# Assignment 2.1 - Vehicle Routing Problem
JM0100-M-6 Business Analytics  
Myrthe Wouters  
u1273195

In [1]:
# Global imports
import pandas as pd
import numpy as np
from haversine import haversine, Unit
import math
import operator
from copy import deepcopy

In [2]:
# Load data
STORES = pd.read_excel('Data Excercise 2 - EMTE stores - BA 2020-1.xlsx', index_col='City Nr.')

In [3]:
STORES.head()

Unnamed: 0_level_0,Name,Address,Postal code,City,Lat,Long,Type
City Nr.,Unnamed: 1_level_1,Unnamed: 2_level_1,Unnamed: 3_level_1,Unnamed: 4_level_1,Unnamed: 5_level_1,Unnamed: 6_level_1,Unnamed: 7_level_1
0,EMTE HEADQUARTERS VEGHEL,CORRIDOR 11,5466RB,VEGHEL,51.606702,5.528046,
1,EMTE ARKEL,DR H DE VRIESPLN 14,4241BW,ARKEL,51.864,4.99304,Coop
2,EMTE ARNEMUIDEN FR,CLASINASTR 5,4341ER,ARNEMUIDEN,51.50001,3.67728,Jumbo
3,EMTE BATHMEN FR,LARENSEWG 18,7437BM,BATHMEN,52.24906,6.28999,Jumbo
4,EMTE BEEK EN DONK,HEUVELPLN 73,5741JJ,BEEK EN DONK,51.5293,5.6323,Jumbo


## Exercise 2.1

Write a construction heuristic to create a starting solution for the VRP based on the Insertion Method. 

### Calculate rounded distances between every two locations
I will use a matrix to store the distances between every two stores. This makes my algorithms more efficient, because I do not have to call the haversine formula every time I want to compute the distance between two stores.

In [4]:
def calc_dist(loc1, loc2):
    '''Defines rounded distance (km) between two locations'''
    coords1 = STORES.loc[loc1, 'Lat'], STORES.loc[loc1, 'Long']
    coords2 = STORES.loc[loc2, 'Lat'], STORES.loc[loc2, 'Long']
    dist = round(haversine(coords1, coords2))
    return dist

In [5]:
def dist_to_min(km, speed_kmh):
    """Defines the duration of a route in minutes"""
    speed_kmm = speed_kmh/60
    minutes = round(km/speed_kmm)
    return minutes

In [6]:
# Save all distance in global variable DIST_MATRIX and all travel_times in global variable TIME_MATRIX
DIST_MATRIX = np.zeros((len(STORES), len(STORES)))
TIME_MATRIX = np.zeros((len(STORES), len(STORES)))

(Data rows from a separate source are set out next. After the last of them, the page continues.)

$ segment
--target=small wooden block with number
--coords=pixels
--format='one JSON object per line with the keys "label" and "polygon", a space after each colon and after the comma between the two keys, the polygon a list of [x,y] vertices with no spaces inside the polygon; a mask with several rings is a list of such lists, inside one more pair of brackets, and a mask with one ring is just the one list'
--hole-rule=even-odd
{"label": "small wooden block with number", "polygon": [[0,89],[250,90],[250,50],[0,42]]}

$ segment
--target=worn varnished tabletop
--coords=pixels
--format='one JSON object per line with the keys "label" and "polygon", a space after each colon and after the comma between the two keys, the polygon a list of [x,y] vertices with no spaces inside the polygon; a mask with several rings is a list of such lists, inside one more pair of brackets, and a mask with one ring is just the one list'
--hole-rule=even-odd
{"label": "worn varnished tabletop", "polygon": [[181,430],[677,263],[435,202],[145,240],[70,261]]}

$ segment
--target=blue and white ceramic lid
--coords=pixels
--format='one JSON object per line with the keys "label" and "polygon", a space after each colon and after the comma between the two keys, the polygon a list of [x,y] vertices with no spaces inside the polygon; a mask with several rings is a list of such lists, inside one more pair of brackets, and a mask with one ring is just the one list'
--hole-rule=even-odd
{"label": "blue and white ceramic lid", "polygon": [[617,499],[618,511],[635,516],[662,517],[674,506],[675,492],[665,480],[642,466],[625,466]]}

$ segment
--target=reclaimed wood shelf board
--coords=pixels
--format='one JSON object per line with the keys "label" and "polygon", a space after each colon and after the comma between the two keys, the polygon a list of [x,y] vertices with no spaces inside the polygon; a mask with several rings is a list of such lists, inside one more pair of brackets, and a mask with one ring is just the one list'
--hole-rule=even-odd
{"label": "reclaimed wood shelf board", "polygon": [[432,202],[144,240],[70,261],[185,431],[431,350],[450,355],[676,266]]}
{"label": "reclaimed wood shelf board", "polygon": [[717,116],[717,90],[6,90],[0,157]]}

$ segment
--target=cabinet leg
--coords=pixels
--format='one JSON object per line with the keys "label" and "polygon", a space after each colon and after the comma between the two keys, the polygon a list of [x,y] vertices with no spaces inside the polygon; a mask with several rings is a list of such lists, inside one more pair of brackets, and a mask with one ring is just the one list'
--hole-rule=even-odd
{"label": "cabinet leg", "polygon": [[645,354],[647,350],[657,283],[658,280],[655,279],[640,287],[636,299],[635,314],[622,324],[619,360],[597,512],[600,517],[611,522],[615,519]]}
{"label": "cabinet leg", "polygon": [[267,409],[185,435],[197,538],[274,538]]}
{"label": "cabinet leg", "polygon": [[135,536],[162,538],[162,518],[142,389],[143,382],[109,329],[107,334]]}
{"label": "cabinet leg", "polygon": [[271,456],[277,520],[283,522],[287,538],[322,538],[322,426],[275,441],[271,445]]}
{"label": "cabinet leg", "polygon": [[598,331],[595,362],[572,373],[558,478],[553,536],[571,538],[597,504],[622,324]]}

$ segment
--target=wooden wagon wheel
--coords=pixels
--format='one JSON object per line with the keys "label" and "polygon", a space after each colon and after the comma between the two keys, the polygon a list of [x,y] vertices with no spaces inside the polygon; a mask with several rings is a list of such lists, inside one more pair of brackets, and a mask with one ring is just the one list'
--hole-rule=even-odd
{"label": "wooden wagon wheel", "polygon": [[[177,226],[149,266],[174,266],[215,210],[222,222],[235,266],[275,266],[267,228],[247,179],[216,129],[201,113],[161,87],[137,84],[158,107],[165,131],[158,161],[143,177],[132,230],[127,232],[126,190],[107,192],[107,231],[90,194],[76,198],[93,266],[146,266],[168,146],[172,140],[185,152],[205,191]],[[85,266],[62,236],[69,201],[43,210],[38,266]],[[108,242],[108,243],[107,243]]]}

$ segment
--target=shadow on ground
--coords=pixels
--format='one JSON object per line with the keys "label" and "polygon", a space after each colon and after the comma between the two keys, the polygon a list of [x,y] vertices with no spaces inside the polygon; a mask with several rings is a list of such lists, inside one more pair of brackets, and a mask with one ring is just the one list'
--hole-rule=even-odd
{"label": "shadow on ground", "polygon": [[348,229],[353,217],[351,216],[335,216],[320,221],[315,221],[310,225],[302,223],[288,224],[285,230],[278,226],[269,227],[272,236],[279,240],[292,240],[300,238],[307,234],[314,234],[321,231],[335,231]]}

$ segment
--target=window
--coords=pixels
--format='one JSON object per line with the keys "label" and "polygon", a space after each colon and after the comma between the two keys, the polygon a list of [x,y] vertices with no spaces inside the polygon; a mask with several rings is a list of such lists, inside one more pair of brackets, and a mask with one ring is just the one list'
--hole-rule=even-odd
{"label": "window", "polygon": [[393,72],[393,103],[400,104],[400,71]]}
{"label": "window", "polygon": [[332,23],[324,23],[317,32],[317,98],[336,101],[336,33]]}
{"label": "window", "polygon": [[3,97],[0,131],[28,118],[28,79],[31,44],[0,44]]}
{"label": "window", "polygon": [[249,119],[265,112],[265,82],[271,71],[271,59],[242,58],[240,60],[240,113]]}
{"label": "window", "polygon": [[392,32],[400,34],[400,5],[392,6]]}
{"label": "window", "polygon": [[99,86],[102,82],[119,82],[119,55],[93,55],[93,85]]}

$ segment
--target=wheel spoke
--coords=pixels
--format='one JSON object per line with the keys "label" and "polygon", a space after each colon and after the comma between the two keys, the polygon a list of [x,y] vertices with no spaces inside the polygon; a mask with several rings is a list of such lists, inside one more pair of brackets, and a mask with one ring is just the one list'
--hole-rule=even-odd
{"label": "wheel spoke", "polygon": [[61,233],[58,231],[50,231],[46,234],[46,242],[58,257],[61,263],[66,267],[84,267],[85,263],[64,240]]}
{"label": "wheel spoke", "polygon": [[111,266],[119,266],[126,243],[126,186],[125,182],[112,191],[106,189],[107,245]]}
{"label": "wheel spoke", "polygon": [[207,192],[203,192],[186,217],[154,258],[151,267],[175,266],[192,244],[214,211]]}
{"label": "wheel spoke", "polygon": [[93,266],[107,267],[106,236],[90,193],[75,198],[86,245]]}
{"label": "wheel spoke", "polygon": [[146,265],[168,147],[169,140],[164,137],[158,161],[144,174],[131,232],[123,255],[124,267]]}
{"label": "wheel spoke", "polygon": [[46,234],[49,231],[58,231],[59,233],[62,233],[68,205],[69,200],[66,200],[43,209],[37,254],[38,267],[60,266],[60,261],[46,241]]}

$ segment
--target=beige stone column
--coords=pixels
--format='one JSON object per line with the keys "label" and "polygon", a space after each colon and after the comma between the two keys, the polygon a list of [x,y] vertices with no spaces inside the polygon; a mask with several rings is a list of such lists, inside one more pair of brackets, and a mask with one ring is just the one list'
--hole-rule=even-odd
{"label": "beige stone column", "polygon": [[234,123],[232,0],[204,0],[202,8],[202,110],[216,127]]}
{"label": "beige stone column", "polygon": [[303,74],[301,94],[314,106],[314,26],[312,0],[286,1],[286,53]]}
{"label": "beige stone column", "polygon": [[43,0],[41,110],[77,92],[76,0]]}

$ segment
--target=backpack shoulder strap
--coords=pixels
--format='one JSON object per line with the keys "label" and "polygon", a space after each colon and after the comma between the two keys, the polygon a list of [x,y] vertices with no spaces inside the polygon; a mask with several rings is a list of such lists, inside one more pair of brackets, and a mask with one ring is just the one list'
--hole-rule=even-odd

for location_1 in STORES.index:
    for location_2 in STORES.index:
        dist = calc_dist(location_1, location_2)
        DIST_MATRIX[location_1, location_2] = dist
        TIME_MATRIX[location_1, location_2] = dist_to_min(dist, 90)

### Classes
For this assignment, I use object-oriented programming. For exercise 2.1, I define three classes:
* Location: class for stores with their metadata as attributes.
* Route: class for routes with their individual attributes and methods.
* RoutePlanner: class for entire schedules (i.e., a combination of routes that together visit every store exactly once) with attributes and methods to plan a schedule.

#### Location Class

In [7]:
class Location:
    
    def __init__(self, nr, name, lat, long, store_type):
        self.nr = nr
        self.name = name
        self.lat = lat
        self.long = long
        self.store_type = store_type
        self.visited = False
        self.distance_hq = DIST_MATRIX[0, nr]
    
    @property
    def is_jumbo(self):
        '''Boolean value that shows if location is a Jumbo location'''
        return True if self.store_type=='Jumbo' else False

In [8]:
def get_params(df, index):
    '''
    Function to get all necessary variables from STORES dataframe to instantiate a Location instance for every store
    '''
    params = df.iloc[index][['Name', 'Lat', 'Long', 'Type']].values
    name, lat, long, store_type = params
    return index, name, lat, long, store_type

#### Define Route Class

As mentioned before, I define a Route class for routes with their individual attributes and methods. 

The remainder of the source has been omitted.